My Experience with Why I Stayed: The Hashtag Bringing Domestic Abuse to Light

Baltimore Ravens running back Ray Rice’s violent attack on his then-fianc?e Janay Palmer in February is very much in the news. It may cost Rice his career, NFL Commissioner Roger Goodell his job, and it may invite us all to do more to address the all too common phenomenon of domestic abuse. It’s also a story I take very personally.

If you haven’t heard about the hashtag #WhyIStayed, you should. It’s your passport to a deeper understanding of people suffering domestic abuse. Following this hashtag, or reading some of the responses to it found in this article, will likely break your heart and almost certainly make you angry. Angry, not at the victims who stayed in abusive relationships, but at all of the institutions and people who, however well-intentioned, may have contributed to their staying. That’s a category which haunts me because I fear that I may have fallen into it.

Some years ago, a colleague, A., asked me if she could talk to me “as her priest”. A. knew I was a rabbi, and clearly not a follower of her faith, but felt that she could talk to me as if I was”. I knew what she meant, and was honored by her request. I also told her that I could only speak from my own tradition, and my deep respect and affection for her, but that if she was good with that, she should feel free to proceed, which she did.

A. explained that she had been hit by her husband, more than once. She explained that in addition to the physical abuse, there had been long-term emotional abuse, and asked me what I thought she should do, and whether I thought all this meant that her marriage was over.

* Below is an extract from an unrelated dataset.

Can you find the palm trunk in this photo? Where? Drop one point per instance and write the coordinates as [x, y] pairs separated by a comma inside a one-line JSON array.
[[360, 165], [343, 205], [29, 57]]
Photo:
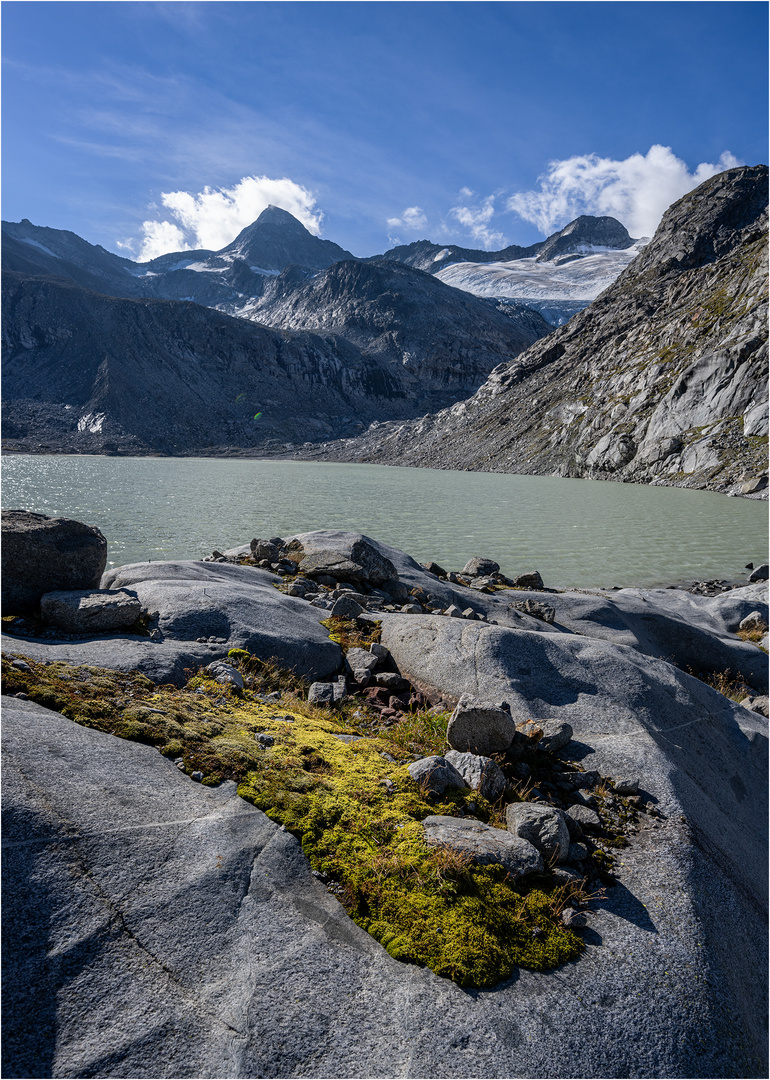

I told A. that I didn’t know enough to know if her marriage was necessarily over, and that I believed that even people who do really bad things can truly change. I also told her that if she was being abused, she should address all that from a safer distance than the home she shared with her abuser. I pointed out that even if she did not want to involve the police, she should take advantage of the resources she possessed and create some safe space for herself.

A. thanked me for my perspective and told me that she and her husband were in counseling and that he was also being counseled separately. She told me that the counselor felt that they were making progress, and supported A.’s choice that she and her husband remain under the same roof.

I told A. that I respectfully disagreed but admitted that perhaps I was wrong. She thanked me for understanding her desire to stay and not pushing her harder on the “leaving issue”. Never have I regretted my intellectual humility and capacity for respectful disagreement more.

A. was murdered by her husband four months after our conversation. I am haunted by the question of what more I could have done.

Rationally, I know that the answer, in A.’s case, is probably nothing. That said, in reading many of the responses linked to the Why I Stayed hashtag, I know that we have to do more to make it safer, more credible and more realistic for people to leave when we tell them that it is the right thing to do.

1.3 million women are physically abused each year in the US. That’s more than five times the number of women who are diagnosed with breast cancer. One in four women will experience some form of abuse by an intimate partner at some point in their lives. That’s twice as many as will develop the same cancer.

What color ribbon do we have for domestic abuse? What race is there for domestic abuse? Until it is as socially prominent an issue as something like breast cancer, we should not be surprised that more women don’t leave.

Ultimately, staying is a partner’s choice but like all big decisions, it’s a choice made within a larger social and economic context. We can’t choose for others, but we can create the context in which leaving is as plausible, acceptable and natural as staying.

A.’s choice was hers to make, as is Janay Palmer’s. Our choice is to whether or not we make sure that they have options.